For `openspec`-lane epics, PM enforces two separate gate reviews across the epic's lifecycle — independent of the detour reconcile gate:

| Gate       | When                                              | Purpose                                                                                  |
| ---------- | ------------------------------------------------- | ---------------------------------------------------------------------------------------- |
| **Gate 1** | Before code is written, after the spec is drafted | Fresh-context spec review. Catches design problems before any implementation investment. |
| **Gate 2** | After implementation, before docs/archive         | Fresh-context implementation review. Required to archive.                                |

Both gates are recorded with:

```bash theme={null}
node "$ENGINE" record-gate-review <epicId> --gate 1|2 --verdict pass|fail [--reviewer "<note>"]
```

This writes `{verdict, reviewedAt, note?}` onto `epic.gateReview.gate1` or `epic.gateReview.gate2` in `state.json`. Gate 2 is mechanically enforced: `update-epic <id> --status archived` **rejects** the transition for any `openspec`-lane epic that doesn't already have a `gateReview.gate2.verdict === "pass"` recorded.
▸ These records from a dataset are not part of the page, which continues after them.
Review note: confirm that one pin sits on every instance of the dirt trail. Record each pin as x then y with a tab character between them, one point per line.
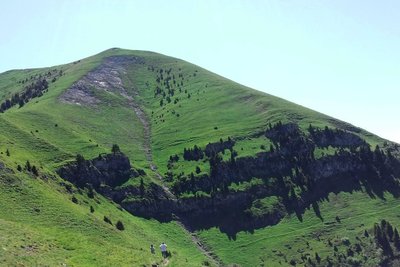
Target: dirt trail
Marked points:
213	259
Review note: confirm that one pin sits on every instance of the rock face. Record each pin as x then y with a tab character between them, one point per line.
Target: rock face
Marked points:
106	77
110	170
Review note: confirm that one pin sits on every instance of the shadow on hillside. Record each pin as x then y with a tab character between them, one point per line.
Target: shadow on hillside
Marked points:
231	221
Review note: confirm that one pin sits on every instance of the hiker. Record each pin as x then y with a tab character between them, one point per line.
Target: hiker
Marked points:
163	248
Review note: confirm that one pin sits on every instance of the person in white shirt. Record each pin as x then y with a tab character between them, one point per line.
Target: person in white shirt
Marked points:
163	248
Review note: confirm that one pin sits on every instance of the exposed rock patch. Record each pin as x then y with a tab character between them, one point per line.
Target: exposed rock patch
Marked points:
107	77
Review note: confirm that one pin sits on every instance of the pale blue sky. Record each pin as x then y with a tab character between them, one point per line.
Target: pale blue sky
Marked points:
341	58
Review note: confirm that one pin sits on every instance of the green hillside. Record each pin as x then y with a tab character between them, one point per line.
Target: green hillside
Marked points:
222	173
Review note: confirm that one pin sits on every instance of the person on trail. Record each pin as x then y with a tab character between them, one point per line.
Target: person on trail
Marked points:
163	248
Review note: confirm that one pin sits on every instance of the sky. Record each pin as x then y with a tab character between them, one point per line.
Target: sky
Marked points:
341	57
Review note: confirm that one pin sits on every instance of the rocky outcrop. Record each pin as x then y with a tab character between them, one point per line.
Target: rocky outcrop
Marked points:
105	170
106	77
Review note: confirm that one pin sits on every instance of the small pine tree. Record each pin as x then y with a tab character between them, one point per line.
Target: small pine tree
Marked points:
35	170
28	166
317	257
74	199
198	170
107	220
396	239
115	149
120	226
366	233
141	187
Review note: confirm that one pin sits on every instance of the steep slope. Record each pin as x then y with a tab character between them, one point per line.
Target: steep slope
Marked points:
237	168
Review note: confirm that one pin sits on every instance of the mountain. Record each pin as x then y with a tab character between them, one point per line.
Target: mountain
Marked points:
106	155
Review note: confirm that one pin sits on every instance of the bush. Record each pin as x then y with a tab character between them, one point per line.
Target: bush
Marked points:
120	226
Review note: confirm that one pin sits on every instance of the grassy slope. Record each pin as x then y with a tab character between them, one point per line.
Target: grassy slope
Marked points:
215	102
40	225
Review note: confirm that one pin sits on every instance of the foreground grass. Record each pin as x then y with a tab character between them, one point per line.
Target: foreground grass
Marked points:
40	225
Gate 1 is not itself required at archive time (it gates code, which already happened earlier), though recording it is good practice.

Non-`openspec`-lane epics (`superpowers`, `claude-code`, `decision`, `external`) are completely unaffected by the two-gate check. It never runs for them.

An autonomous epic still requires `record-gate-review` to be called after each real gate review — narration alone in the conversation transcript does not satisfy the archive-time check, and there is no bypass flag.